In its 3 to 2 decision , the Swiss Federal Supreme Court rejected the request to set aside the interim award and held that the arbitral tribunal was correct in discontinuing the proceedings against the insolvent co-respondent. The Supreme Court held that Swiss law was silent on the issue of subjective arbitrability of non-state parties. It therefore applied general procedural principles under which the capacity to be a party to proceedings (Parteifähigkeit) depends on the preliminary question of legal capacity (Rechtsfähigkeit). Since Elektrim was a corporation, the Supreme Court applied Articles 154 and 155 of SPILA to determine the law which governed the issue of legal capacity. It concluded that the legal capacity and thus the capacity of the Polish co-respondent to be a party to international arbitration proceedings were to be determined in accordance with Polish law. Since Article 142 PBRL deprived an insolvent Polish company of its subjective arbitrability, such an insolvent company could not continue to be party to arbitration proceedings.

Comment

The decision of the Swiss Federal Court has triggered controversy among arbitration practitioners in Switzerland. Until this decision, the Swiss view was predominantly that the lex arbitri determines the issue of subjective arbitrability. The Supreme Court, however, interpreted Article 142 PBRL as depriving an insolvent party of its subjective arbitrability. It therefore discontinued the arbitration vis-à-vis the insolvent company although the wording of Article 142 does not specifically address the issue of subjective arbitrability, but merely states that the respective arbitration clause would lose its legal effect and therefore any pending arbitration proceedings vis-à-vis the insolvent party would be discontinued.

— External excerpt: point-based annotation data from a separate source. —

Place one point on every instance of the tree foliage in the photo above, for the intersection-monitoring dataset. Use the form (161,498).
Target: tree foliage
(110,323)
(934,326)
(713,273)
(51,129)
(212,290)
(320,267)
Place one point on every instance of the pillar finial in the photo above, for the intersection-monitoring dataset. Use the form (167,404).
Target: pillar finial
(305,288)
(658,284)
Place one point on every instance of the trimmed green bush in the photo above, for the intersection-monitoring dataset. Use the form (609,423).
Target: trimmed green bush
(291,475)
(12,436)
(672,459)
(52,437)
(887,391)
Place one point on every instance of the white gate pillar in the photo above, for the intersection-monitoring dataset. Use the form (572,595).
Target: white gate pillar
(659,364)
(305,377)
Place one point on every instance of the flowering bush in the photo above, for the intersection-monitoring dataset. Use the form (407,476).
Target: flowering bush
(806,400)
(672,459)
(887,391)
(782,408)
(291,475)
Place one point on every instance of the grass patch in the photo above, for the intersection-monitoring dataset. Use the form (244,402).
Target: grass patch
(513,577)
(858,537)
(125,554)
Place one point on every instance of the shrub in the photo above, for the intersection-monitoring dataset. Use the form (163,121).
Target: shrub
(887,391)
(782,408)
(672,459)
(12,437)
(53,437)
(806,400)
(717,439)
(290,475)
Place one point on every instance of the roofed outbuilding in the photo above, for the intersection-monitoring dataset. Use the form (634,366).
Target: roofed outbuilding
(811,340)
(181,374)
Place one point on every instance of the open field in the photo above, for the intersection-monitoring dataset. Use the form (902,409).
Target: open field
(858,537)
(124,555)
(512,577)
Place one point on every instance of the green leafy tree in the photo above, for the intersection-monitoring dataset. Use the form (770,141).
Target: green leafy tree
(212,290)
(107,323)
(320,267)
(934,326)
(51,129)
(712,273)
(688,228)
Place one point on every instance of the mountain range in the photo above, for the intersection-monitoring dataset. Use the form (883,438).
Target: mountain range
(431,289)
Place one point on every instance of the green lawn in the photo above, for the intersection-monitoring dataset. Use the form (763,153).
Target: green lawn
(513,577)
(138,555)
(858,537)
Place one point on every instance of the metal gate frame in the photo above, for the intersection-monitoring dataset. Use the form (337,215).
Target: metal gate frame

Interestingly, in Syska & Elektrim SA v Vivendi & Others [2008] EWHC 2155 (Comm), the English High Court dealt with the question of whether to discontinue a London arbitration vis-à-vis the very same insolvent Polish company, and came to a conclusion contrary to that of the Swiss Supreme Court (see Legal update, Court of Appeal determines effect of party's insolvency in one EU jurisdiction on arbitral proceedings in another). The question before Christopher Clarke J was whether Article 15 of the EU Insolvency Regulation (the Regulation) applied to international arbitrations seated within the EU but taking place outside the state where the debtor was subject to insolvency proceedings. Christopher Clarke J (whose decision was upheld by the Court of Appeal) decided that the Regulation was applicable and accepted Vivendi's submission that arbitrations count as "pending lawsuits" as defined in the Regulation. He upheld the decision of the London arbitral tribunal which determined that under Article 15 of the Regulation, the effect of the insolvency on the tribunal's jurisdiction was to be determined by English law as the lex arbitri, rather than Polish law as the lex concursus.